Lonny turned halfway around and hollered into the house, “You two women stop your yakking and get out here. You’re keeping these folks waiting.”
When she glanced his way, Maleah noted the smile in Derek’s eyes although he hadn’t changed his expression in any way.
“Hold your horses,” Jeri told her husband as she held the screen door open for her sister. “I needed time to say my good-byes to Cindy.”
“I’m ready,” Cindy said as she followed Jeri onto the porch.
Derek moved forward, reached up and took Cindy’s small, seen-better-days suitcase while Jeri and Cindy walked down the steps and into the yard, the two women arm-in-arm. Maleah opened the SUV’s driver’s side door, slid behind the wheel and impatiently strummed her fingertips on the steering wheel. After placing the suitcase in the back of the Equinox, Derek stood outside the SUV. The sisters hugged each other and shed a few tears. Cindy released Jeri and walked toward Derek, who had opened the door for her and waited to help her up and into the vehicle.
Suddenly, halfway to the SUV, Cindy dropped like a stone falling through water and instantly hit the ground. The crack of rifle fire pierced the bucolic stillness just as the bullet entered Cindy’s head. The sound was familiar in a rural area where hunting was a major pastime. But Maleah quickly realized that this nighttime shooter’s prey had been human and that Cindy Dobbins had been killed by a skilled rifleman.
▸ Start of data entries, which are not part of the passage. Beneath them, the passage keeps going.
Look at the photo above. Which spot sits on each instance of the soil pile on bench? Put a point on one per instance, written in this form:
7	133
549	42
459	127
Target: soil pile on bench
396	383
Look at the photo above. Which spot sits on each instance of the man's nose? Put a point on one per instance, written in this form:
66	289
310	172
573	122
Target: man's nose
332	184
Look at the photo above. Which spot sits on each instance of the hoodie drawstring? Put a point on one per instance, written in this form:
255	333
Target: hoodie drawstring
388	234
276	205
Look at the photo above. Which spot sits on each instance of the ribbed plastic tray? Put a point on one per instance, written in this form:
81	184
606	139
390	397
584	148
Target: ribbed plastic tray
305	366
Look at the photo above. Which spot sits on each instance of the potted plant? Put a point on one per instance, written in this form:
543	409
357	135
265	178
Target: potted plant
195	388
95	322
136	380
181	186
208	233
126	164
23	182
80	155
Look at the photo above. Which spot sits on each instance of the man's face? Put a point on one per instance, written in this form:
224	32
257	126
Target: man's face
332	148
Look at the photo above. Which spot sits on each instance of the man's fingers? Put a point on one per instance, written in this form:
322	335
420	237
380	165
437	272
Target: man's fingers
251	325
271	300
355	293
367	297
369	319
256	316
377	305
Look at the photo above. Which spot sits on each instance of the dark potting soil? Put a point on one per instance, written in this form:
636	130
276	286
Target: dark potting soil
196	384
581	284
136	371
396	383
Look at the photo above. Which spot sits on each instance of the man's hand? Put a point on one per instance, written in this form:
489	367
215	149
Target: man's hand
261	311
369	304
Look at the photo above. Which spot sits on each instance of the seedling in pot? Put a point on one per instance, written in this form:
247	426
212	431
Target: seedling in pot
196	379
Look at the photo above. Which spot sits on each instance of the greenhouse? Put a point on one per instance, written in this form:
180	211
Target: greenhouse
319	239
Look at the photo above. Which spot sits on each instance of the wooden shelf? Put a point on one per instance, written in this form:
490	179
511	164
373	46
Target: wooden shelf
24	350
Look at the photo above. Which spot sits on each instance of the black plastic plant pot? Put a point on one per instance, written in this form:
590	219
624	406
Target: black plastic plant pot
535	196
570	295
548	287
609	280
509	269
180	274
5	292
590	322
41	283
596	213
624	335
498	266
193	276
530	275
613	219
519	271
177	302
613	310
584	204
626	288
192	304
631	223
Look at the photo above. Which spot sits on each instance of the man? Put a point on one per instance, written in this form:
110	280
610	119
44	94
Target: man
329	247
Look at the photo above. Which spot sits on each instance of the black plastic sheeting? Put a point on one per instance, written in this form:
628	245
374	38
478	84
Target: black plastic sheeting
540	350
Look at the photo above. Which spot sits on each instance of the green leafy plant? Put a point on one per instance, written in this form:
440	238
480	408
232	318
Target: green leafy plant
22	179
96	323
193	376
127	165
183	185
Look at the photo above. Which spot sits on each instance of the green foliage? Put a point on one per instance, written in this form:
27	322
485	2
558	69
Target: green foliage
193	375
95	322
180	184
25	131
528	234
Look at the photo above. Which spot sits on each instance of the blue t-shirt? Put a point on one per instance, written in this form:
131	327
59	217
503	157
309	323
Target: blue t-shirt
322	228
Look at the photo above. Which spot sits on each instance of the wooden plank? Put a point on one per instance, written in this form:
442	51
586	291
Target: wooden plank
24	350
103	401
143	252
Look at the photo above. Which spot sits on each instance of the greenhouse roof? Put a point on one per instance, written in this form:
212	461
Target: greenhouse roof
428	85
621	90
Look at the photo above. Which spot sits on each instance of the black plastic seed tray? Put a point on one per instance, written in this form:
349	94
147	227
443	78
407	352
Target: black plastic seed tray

Jeri screamed at the top of her lungs.
Lonny mumbled, “What the hell?”
After reaching inside the SUV to grab the Beretta Maleah kept under the seat as a backup weapon, Derek got to Cindy first and checked for a pulse. He looked up at Maleah, who rushed in behind him, and shook his head, then rose to his feet.
“Call nine-one-one,” Maleah yelled as she flipped open her holster, pulled out her Glock, and headed across the country road.
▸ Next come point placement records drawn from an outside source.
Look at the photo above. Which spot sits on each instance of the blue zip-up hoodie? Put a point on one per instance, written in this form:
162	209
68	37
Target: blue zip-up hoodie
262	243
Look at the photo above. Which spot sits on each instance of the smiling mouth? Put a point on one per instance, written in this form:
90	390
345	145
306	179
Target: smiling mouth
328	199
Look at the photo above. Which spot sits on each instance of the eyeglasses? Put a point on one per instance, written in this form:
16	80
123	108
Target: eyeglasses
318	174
Derek caught up with her just as she entered the woods. “Hold up,” he told her. “We don’t know where this guy is. It could take us a while to find him, if we can find him. Slow down and think this thing through.”
“Damn it, Derek, while we’re thinking, he could be getting away.”
As if on cue, a car started somewhere nearby.
Without hesitation, they both rushed from the edge of the wooded area and ran up the road toward the sound of the vehicle’s screeching departure. The red taillights winked mockingly at them as the car sped off in the opposite direction.
Maleah cursed under her breath as she turned and raced back up the road toward her SUV still parked in the Paulks’ driveway.
“She’s dead,” Jeri wailed. “My sister’s dead.”
“Shot clean through the head,” Lonny said, a look of shock in his eyes.
“Call 911, damn it,” Maleah told them. “Get the sheriff out here.” She jumped in the Equinox and revved the motor.
Derek barely got the passenger’s side door open before Maleah started backing up the SUV. By the time he managed to jump inside the Equinox, she had the vehicle headed up the road, back toward the main highway.